Comment ne pas vibrer devant « l'expérience de la mort imminente » où Sean Blake est plongé juste après son accident de voiture ?
Comment ne pas frémir devant l'atroce destin que l'on destinait aux jeunes filles-mères dans cette Irlande ultra-catholique, dans ces années 50 ?
Comment ne pas trembler devant cette hypocrisie, cette « respectabilité » à sauver à tout prix ?

Non, je n'aurais pas aimé vivre en Irlande en 1950 ! La femme, cadenassée par l'Eglise dont les geôliers étaient les bonnes soeurs et les prêtres, n'avait qu'un rôle à jouer : celui de bonne épouse et bonne mère de famille - nombreuse cela va de soi, puisque les contraceptifs étaient les instruments du diable -. La femme stérile était suspectée de tous les maux et ne devait son salut qu'à l'adoption. Ce fut le cas de la mère adoptive de Sean Blake, qui l'éleva avec amour, en compagnie de son mari tout aussi attentif. Comment aurait-elle pu se douter que Lizzy Sweeney, sa mère biologique, s'enfonçait alors dans un lent déchirement jusqu'aux tréfonds de son être, dans l'attente perpétuelle de son « bébé bleu », que les « bonnes » soeurs l'avait forcée à abandonner ?

Oui, je suis révoltée par ce système d'adoption qui interdisait à tout jamais aux enfants nés d'une mère fautive, considérée comme une prostituée, une moins que rien, une trainée, de nouer ce lien essentiel. Sean l'a expérimenté, lui, ce système inhumain. Et il veut à tout prix retrouver sa maman.

Mais pourquoi si tard, alors que lui-même a une femme et 2 enfants en bas-âge, alors qu'il est aimé et qu'il aime de toutes ses forces sa petite famille ? Eh bien...parce qu'il connait une expérience tout à fait bizarre, il est déclaré cliniquement mort pendant quelques secondes lors d'un accident de voiture et « sort de son corps ». Les visages rencontrés à ce moment le hantent et le conduisent même à des flashes d'une autre vie, une vie qu'il aurait vécue dans les années 1860...(seule chose me paraissant hors de propos). Tout ceci le bouleverse, le retourne, le met « hors de lui », au sens littéral du terme. La recherche de ses racines, de son passé est vital pour lui, quelque soit son passé, proche ou lointain...

Dermot Bolger ne prend pas de parti-pris, il nous fait voir avec honnêteté tous les points de vue.
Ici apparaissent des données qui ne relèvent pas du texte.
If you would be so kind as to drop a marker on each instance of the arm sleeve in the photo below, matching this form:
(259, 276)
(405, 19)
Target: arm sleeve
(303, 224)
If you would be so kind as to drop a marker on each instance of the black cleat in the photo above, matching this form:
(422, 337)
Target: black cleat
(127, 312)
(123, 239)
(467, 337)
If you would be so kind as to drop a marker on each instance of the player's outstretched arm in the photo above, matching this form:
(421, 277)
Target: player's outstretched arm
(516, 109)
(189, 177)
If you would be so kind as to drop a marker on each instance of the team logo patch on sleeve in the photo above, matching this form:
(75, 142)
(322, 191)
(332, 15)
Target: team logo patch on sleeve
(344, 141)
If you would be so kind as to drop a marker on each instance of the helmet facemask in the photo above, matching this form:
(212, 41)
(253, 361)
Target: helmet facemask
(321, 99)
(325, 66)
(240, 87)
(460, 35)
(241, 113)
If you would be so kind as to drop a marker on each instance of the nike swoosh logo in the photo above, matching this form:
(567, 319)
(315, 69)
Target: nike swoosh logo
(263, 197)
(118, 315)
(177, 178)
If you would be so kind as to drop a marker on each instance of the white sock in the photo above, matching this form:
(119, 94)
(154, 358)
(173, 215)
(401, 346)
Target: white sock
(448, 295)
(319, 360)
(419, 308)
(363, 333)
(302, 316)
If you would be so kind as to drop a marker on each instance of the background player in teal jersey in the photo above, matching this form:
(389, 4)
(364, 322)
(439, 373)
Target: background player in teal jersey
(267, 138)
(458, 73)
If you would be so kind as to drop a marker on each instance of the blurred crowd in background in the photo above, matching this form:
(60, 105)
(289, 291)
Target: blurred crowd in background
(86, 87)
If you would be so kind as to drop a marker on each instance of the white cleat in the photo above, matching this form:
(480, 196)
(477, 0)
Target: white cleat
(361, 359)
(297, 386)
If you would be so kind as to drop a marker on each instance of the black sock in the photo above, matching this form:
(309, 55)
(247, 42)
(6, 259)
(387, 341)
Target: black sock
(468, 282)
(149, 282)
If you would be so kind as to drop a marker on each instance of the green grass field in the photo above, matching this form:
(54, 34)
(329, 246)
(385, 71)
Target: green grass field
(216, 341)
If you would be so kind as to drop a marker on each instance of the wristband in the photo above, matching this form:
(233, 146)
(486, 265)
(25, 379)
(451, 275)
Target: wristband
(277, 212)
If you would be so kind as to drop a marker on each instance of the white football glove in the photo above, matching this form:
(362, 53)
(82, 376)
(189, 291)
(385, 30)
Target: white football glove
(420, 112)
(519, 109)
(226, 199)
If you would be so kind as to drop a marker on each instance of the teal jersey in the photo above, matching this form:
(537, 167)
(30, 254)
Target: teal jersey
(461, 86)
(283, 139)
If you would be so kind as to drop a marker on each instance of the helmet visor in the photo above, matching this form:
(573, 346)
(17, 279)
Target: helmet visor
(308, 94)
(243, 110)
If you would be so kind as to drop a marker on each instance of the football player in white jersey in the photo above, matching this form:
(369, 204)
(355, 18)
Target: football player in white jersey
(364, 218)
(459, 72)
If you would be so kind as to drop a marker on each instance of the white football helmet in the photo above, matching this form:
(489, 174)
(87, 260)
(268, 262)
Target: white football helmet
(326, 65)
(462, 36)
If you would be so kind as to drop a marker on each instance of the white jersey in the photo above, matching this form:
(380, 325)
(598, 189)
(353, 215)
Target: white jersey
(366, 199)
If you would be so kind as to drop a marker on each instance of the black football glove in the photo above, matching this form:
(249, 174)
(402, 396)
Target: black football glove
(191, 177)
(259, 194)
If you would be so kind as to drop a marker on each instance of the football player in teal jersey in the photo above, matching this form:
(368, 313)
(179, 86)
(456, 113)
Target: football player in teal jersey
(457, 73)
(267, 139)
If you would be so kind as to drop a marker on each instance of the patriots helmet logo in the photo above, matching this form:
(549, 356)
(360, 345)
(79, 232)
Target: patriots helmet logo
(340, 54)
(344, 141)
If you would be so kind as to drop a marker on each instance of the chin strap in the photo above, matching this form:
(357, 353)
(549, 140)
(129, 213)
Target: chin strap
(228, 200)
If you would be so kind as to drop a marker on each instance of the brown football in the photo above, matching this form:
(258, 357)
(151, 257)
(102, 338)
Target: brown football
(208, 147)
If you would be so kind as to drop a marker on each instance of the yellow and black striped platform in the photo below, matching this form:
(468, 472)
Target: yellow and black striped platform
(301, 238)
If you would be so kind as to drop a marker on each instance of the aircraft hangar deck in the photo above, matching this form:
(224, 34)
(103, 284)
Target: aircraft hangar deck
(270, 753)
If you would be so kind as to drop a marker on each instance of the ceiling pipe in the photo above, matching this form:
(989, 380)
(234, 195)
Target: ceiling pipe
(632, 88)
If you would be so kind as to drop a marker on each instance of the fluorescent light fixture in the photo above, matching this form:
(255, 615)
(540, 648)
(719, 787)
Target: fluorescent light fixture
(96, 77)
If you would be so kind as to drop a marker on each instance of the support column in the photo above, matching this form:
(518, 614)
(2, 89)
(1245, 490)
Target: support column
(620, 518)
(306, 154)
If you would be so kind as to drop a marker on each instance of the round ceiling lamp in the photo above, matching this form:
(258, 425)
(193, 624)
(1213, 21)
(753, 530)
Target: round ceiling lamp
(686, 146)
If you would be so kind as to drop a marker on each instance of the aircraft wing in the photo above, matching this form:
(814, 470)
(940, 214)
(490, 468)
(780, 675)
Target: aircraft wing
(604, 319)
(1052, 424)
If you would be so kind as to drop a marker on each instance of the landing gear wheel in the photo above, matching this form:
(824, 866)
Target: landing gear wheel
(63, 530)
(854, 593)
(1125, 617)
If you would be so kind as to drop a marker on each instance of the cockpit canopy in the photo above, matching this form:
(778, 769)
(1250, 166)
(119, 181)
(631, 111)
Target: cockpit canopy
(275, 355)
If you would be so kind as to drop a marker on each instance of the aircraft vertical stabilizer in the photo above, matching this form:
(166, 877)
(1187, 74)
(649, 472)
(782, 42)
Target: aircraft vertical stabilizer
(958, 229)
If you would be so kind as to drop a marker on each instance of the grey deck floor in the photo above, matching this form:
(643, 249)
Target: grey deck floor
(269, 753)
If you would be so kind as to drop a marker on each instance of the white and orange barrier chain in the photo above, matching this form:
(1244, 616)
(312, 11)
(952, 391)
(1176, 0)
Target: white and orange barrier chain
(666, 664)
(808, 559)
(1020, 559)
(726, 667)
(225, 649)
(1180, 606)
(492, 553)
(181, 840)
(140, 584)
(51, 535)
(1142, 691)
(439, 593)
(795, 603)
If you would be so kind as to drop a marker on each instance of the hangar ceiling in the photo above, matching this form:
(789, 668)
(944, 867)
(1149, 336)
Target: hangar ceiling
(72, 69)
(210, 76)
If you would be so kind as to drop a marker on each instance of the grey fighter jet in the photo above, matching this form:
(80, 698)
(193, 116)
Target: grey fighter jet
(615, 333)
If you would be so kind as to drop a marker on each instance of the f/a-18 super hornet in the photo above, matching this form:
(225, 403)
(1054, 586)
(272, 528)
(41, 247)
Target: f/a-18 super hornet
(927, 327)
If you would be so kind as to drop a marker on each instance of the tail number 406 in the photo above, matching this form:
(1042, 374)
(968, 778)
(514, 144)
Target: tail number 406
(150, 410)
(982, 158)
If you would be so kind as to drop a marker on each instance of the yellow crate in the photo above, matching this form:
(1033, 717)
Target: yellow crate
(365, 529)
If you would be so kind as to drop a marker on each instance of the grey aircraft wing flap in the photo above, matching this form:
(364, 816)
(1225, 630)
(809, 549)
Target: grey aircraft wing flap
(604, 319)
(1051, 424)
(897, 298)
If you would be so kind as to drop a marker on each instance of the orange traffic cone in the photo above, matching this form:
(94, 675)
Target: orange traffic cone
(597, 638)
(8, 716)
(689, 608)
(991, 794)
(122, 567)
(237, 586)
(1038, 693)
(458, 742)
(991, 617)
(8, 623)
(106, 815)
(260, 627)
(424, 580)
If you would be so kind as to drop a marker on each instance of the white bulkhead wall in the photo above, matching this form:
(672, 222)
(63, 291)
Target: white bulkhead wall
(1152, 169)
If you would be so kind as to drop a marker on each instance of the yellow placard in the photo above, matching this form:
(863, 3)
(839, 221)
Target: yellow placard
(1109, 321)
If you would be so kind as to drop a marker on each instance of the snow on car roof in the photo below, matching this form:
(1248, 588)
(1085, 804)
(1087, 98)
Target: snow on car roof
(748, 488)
Les soeurs, le prêtre, la famille qui rejette, qu'on voudrait haïr, ne sont qu'humains, et même si leurs actes ont été redoutables, on ne peut que se dire que l'être humain fait ce qu'il peut, attaché qu'il est à son époque, à ses traditions, à ses croyances, à la société toute-puissante. Mais c'est dans la description de la souffrance intolérable de la mère et de l'enfant qu'il s'est surpassé. Et là, je vous assure, la pudeur de son style vaut toutes les larmes du monde.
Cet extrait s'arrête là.